The benefit of resection of subfascially located venous malformations must be questioned in view of the increased risk of bleeding, insufficient resectability, muscle and nerve damage, and an inadequate benefit-risk ratio for transfascial extension. The immature vessels in the muscular compartment are very thin-walled and tend to rupture. An isolated, complete dissection is rarely possible, so that one is often forced to resect the entire muscle tissue containing the malformation.
However, surgery may represent a safe and effective therapeutic procedure if these precautions are observed (preoperative measurement of D-dimers + fibrinogen and, if necessary, anticoagulation, resection of only circumscribed areas, avoidance of subfascial VM). The procedure concludes with particularly meticulous hemostasis and layered and tension-free wound closure. Compression bandages, elevation of the extremity and cooling have a pain-relieving and decongestant effect. Depending on the size and location of the wounds, mobilization is performed early (if necessary on crutches) and is accompanied by analgesia as needed.

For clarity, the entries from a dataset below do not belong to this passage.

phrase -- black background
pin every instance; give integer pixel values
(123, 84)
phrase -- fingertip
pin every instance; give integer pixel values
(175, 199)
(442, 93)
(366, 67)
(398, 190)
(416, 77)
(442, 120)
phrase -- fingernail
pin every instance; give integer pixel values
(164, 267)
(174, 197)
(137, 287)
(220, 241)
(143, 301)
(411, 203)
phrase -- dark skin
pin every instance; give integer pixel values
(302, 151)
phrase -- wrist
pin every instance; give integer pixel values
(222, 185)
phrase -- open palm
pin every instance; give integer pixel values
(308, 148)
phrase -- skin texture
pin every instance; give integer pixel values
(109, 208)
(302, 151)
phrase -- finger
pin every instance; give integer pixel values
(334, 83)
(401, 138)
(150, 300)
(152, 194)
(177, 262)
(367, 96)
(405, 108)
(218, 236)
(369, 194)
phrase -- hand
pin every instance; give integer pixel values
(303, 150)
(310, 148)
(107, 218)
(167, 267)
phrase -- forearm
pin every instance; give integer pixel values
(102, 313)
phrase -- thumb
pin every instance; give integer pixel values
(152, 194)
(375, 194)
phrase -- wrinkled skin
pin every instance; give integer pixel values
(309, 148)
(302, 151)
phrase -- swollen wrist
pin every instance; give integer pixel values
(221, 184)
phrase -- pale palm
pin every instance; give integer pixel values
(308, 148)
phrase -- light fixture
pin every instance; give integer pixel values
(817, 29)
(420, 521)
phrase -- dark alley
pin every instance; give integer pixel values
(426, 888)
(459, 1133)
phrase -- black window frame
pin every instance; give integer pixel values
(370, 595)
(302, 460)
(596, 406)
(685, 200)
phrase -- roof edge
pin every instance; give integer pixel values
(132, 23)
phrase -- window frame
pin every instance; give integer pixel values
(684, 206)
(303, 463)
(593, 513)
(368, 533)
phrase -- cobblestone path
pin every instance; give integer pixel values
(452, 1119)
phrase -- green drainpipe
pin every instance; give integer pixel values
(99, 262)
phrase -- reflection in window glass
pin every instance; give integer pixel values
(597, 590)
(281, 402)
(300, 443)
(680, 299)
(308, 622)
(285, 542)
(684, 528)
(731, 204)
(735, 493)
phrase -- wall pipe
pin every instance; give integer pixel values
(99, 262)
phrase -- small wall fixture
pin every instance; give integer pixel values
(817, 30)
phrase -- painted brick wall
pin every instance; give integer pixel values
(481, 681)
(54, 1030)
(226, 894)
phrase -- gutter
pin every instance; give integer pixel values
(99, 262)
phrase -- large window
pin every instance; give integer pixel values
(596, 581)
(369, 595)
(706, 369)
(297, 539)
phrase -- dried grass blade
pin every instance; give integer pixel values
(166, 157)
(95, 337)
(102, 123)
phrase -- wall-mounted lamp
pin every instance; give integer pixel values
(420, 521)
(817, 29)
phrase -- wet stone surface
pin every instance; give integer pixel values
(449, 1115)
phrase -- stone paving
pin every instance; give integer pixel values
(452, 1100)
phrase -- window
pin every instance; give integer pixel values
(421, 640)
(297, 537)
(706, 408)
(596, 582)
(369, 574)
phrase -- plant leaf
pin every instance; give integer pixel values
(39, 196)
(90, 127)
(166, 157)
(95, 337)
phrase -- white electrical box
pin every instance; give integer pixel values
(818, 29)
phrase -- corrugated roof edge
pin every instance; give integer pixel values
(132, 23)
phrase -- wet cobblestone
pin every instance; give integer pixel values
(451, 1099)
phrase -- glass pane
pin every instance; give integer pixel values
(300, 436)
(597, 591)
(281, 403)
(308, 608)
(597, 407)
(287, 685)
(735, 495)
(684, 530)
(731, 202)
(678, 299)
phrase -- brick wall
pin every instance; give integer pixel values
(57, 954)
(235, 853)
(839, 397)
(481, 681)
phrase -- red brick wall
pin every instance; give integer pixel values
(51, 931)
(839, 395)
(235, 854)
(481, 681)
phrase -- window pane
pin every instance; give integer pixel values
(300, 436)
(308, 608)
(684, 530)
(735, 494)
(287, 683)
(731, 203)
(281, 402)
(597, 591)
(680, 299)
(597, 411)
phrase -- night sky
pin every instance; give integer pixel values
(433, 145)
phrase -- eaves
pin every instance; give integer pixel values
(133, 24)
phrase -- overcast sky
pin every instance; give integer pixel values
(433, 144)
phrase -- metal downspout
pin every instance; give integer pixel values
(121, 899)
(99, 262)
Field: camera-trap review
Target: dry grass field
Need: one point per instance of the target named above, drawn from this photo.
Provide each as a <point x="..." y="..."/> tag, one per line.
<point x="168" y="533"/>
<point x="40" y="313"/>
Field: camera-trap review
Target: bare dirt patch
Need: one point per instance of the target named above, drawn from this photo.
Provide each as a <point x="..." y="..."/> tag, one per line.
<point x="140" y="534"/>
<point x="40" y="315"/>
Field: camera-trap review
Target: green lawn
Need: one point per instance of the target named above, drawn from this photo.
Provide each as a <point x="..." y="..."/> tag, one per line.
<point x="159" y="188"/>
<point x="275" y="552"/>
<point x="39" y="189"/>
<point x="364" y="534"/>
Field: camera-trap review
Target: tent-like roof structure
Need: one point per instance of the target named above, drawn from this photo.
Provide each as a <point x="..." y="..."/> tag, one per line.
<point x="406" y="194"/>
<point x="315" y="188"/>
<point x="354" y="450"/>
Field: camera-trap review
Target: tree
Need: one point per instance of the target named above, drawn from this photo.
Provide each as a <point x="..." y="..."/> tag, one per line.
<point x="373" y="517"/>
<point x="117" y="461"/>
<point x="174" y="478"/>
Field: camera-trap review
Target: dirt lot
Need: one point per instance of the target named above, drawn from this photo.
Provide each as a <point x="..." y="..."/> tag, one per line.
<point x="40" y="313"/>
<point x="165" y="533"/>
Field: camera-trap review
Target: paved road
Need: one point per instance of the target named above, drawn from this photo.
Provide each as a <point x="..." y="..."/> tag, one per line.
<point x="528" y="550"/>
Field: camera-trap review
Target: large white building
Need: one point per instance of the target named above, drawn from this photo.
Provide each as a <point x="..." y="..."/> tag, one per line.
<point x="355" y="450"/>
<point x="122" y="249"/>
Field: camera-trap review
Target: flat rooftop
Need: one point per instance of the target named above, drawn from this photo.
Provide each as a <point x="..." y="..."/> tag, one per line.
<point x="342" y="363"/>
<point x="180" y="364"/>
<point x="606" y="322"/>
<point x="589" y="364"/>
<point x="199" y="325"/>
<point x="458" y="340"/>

The duration of the inpatient stay depends on the degree of postoperative mobilization, which may vary depending on the findings and the patient. In most cases, the clinic can be left after 2-4 postoperative days, although follow-up care must be well organized. The patient, family and resident colleague providing aftercare need detailed information about the postoperative care, level of exercise allowed, and wound care. In typical malformation patients, the young age and the absence of relevant comorbidities mean that complications in the postoperative course are fortunately rare.
If the indication and handling are correct, surgical resection complements the other invasive treatment procedures in such a way that they can be used in combination in some cases. This applies to preoperative sclerotherapy for venous and lymphatic malformations and preoperative embolization for arteriovenous malformations.